# Should the stiffness of this cantilever beam be different for these two conditions?

So, I was just doing some Finite Element Analysis (FEA) to figure out what would be the effect on the stiffness of a cantilever beam if another beam is attached to it on its free end.

Below shows the two cases I am using as examples.

I am only conducting geometric linear analysis i.e. change of stiffness of the green beam is not tracked by the solver during loading. Here are the deformation results for this beam.

So apparently, the deformation along Z axis only changes by a magnitude of 0.018 mm of the green cantilever beam. But my question is that is this change in deformation because of the addition of the vertical gray beam on the free end of it, or its just a result of the numerical errors coming from the FEA solver's nature?

I mean if the deformation is changing for the green body, then it means that its stiffness has changed since the solver is linear and same load is applied. So attaching another body, like the gray body in this example, somewhere along the length of the green body should change its stiffness (and therefore its resulting deformation) or not?

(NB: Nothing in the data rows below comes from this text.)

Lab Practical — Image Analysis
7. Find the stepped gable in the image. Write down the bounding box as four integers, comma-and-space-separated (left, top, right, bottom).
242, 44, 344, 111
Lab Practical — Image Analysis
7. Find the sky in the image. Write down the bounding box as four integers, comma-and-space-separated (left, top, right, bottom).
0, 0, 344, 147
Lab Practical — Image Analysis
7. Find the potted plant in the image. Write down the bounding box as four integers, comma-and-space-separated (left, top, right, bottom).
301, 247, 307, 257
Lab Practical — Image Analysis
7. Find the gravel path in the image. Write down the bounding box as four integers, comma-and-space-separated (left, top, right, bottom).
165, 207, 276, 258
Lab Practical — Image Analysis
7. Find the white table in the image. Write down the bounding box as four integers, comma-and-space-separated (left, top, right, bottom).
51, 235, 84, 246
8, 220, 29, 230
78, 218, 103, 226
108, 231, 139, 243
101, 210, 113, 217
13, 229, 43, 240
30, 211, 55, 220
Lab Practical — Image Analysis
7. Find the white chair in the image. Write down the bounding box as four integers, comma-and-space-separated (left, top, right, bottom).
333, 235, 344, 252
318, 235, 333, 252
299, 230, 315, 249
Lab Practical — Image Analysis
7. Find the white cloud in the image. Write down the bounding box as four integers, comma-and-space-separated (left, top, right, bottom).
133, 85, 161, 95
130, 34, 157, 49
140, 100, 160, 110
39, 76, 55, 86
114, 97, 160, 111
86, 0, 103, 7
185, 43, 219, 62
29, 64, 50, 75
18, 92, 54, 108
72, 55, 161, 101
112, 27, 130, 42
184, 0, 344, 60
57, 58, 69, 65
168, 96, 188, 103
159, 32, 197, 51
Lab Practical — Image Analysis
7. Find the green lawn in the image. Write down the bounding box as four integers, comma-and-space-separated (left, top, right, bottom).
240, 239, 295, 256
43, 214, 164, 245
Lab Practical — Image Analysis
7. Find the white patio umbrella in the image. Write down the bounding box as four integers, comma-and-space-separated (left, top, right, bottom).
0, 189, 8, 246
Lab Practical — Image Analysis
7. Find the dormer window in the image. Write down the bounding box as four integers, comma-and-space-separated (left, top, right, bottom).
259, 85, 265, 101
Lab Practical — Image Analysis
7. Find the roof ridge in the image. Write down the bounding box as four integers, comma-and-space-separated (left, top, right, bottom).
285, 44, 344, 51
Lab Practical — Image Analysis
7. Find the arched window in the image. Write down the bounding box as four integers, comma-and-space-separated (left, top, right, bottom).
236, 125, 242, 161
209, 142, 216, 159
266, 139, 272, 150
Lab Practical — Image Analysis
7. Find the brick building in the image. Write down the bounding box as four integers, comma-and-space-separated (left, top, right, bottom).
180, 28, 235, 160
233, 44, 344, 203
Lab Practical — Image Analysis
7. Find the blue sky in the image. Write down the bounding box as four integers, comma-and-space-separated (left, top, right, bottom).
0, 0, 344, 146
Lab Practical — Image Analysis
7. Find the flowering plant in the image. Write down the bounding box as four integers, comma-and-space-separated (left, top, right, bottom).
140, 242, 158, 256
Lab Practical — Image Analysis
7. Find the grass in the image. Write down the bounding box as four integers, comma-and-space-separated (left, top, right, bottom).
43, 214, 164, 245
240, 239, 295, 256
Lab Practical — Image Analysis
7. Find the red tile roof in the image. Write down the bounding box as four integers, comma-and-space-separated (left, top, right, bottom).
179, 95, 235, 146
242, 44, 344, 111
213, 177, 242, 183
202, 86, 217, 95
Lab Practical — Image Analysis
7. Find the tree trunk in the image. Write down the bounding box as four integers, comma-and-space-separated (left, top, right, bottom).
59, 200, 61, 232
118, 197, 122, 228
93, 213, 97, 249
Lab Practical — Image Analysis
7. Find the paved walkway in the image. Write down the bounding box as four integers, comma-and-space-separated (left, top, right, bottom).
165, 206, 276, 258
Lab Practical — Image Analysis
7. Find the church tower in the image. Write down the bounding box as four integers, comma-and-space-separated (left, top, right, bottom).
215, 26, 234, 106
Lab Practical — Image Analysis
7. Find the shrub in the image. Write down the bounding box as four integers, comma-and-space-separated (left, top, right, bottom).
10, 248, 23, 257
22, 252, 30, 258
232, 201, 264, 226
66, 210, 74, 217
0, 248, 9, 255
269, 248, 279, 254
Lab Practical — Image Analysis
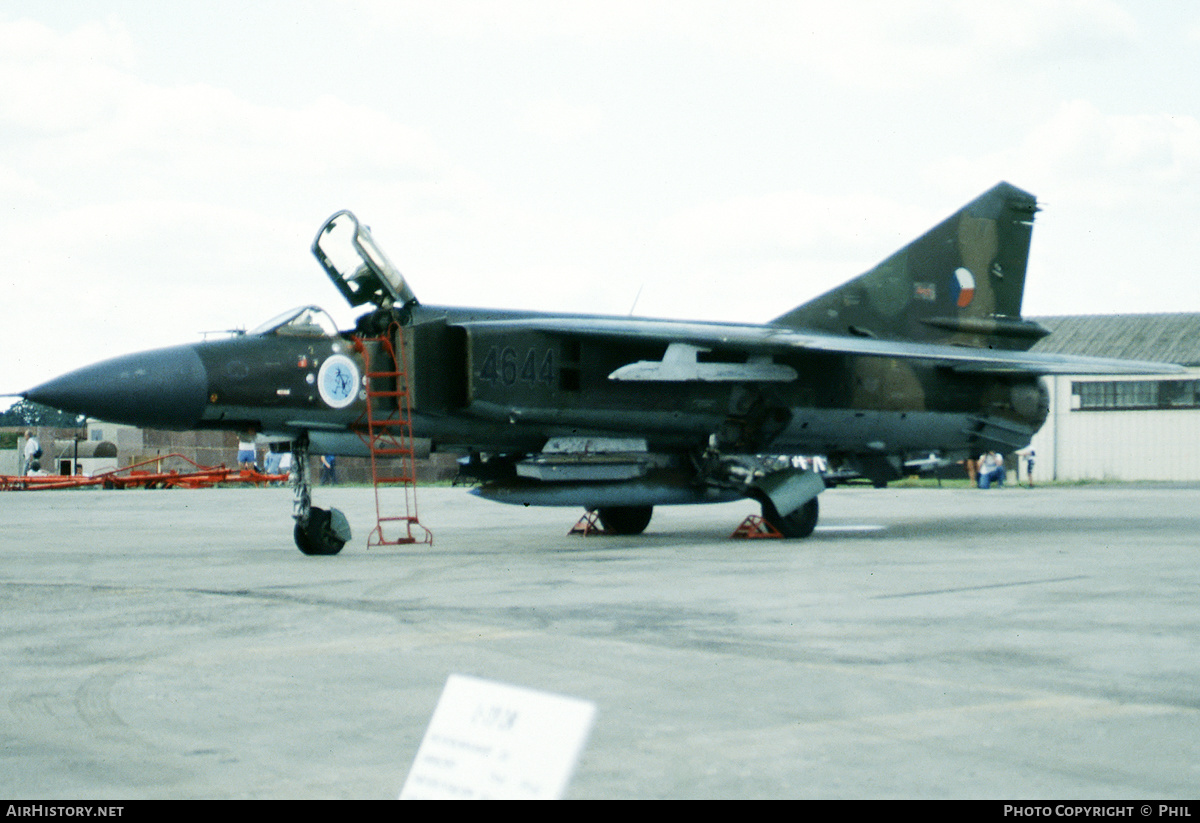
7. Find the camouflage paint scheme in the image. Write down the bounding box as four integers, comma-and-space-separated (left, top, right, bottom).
25, 184, 1171, 553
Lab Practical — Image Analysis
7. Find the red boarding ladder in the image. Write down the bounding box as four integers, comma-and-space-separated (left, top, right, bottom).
354, 323, 433, 548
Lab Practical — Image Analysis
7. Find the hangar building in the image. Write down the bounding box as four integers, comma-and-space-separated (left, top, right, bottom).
1021, 314, 1200, 482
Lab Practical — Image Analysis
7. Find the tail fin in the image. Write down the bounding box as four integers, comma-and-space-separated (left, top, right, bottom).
773, 182, 1049, 349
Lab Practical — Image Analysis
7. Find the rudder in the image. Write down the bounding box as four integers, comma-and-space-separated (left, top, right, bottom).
773, 182, 1049, 349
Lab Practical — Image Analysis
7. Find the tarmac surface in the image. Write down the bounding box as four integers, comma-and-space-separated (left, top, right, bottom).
0, 486, 1200, 800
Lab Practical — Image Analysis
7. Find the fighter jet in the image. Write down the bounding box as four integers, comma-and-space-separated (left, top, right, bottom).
24, 182, 1180, 554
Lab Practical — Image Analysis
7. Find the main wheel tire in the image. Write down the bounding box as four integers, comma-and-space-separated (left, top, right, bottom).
292, 506, 346, 554
596, 506, 654, 534
762, 498, 821, 539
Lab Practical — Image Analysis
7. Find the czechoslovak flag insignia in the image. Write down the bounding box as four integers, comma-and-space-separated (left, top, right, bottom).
950, 266, 974, 308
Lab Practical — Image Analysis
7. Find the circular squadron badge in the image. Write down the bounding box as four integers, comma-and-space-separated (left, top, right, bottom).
317, 354, 360, 409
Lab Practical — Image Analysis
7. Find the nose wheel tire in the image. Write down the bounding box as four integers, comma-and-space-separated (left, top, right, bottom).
292, 506, 346, 554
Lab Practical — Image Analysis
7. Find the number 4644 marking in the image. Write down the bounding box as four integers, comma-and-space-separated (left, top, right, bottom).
479, 346, 554, 386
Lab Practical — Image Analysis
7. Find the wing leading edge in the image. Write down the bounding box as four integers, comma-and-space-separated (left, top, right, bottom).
456, 317, 1187, 379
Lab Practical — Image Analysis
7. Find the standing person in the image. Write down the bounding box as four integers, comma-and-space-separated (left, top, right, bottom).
979, 451, 1004, 488
22, 429, 42, 474
238, 428, 258, 470
320, 455, 337, 486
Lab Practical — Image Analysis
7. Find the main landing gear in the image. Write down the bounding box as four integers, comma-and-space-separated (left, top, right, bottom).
292, 438, 350, 554
762, 498, 821, 537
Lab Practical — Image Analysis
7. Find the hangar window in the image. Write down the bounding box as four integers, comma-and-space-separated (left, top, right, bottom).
1070, 380, 1200, 412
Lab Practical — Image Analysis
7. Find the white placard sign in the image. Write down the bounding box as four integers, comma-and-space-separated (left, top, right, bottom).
400, 674, 595, 800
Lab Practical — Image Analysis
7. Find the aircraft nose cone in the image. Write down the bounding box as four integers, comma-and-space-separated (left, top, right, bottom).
24, 346, 209, 429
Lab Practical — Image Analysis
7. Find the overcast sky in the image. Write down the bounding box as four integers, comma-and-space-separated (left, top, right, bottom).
0, 0, 1200, 406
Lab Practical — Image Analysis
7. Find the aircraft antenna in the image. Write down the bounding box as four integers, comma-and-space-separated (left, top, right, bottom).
629, 281, 646, 317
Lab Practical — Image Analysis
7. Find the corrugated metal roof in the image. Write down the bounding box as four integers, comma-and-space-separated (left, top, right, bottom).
1031, 314, 1200, 366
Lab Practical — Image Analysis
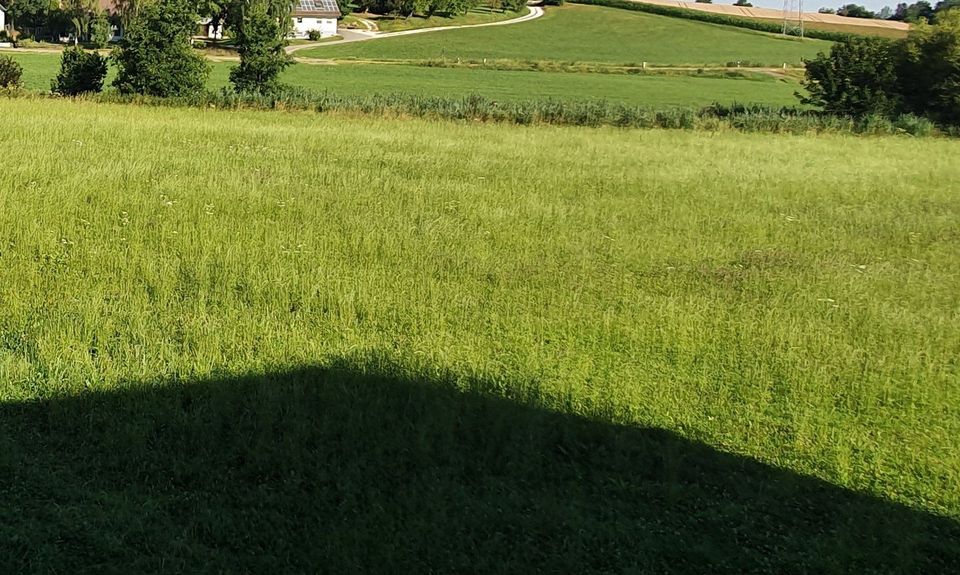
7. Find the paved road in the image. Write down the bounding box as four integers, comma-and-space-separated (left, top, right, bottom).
287, 6, 543, 54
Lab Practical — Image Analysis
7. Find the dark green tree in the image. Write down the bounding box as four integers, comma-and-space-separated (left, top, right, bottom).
230, 0, 292, 94
897, 10, 960, 126
113, 0, 209, 97
50, 47, 107, 96
801, 36, 899, 117
0, 56, 23, 90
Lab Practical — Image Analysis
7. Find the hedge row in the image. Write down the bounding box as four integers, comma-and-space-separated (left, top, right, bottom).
20, 89, 928, 136
570, 0, 853, 42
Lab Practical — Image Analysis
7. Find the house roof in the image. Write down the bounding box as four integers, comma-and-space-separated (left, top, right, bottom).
290, 0, 340, 18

And how would you anticipate the affect of increasing the height or area of connecting face of the gray body to green body would affect the green body's stiffness and its deformations?

If I talk about purely Statics, then the bodies are assumed to be Rigid. If I talk about Mechanics of Materials, then bodies are assumed to have very small deflections and rotations. Plus, the beam thoeries like Bernoulli and Timoshenko assume that the cross section is constant throughout the length of the beam. But what is the reality for this example I have mentioned here in my post?

The integration equation for the deflection of a cantilever beam provides the answer for the small difference between the two models.

$$\delta_y = \iint \frac{M}{EI}dx + Ax +B$$

Note, For beams with varying cross-sections, you need to break up the integration accordingly. And, the result will change if you add member self-weight in the analysis.

Comment:

The strain is greatest at the fixed end is an unchangeable fact. We know well that for a cantilever beam, the maximum moment and normal stresses occur at the support, thus the displacements (lengthen/shorten) of the extreme fibers. The moment and stresses then decrease from the maximum at the support to zero at the free end, as well as the strain.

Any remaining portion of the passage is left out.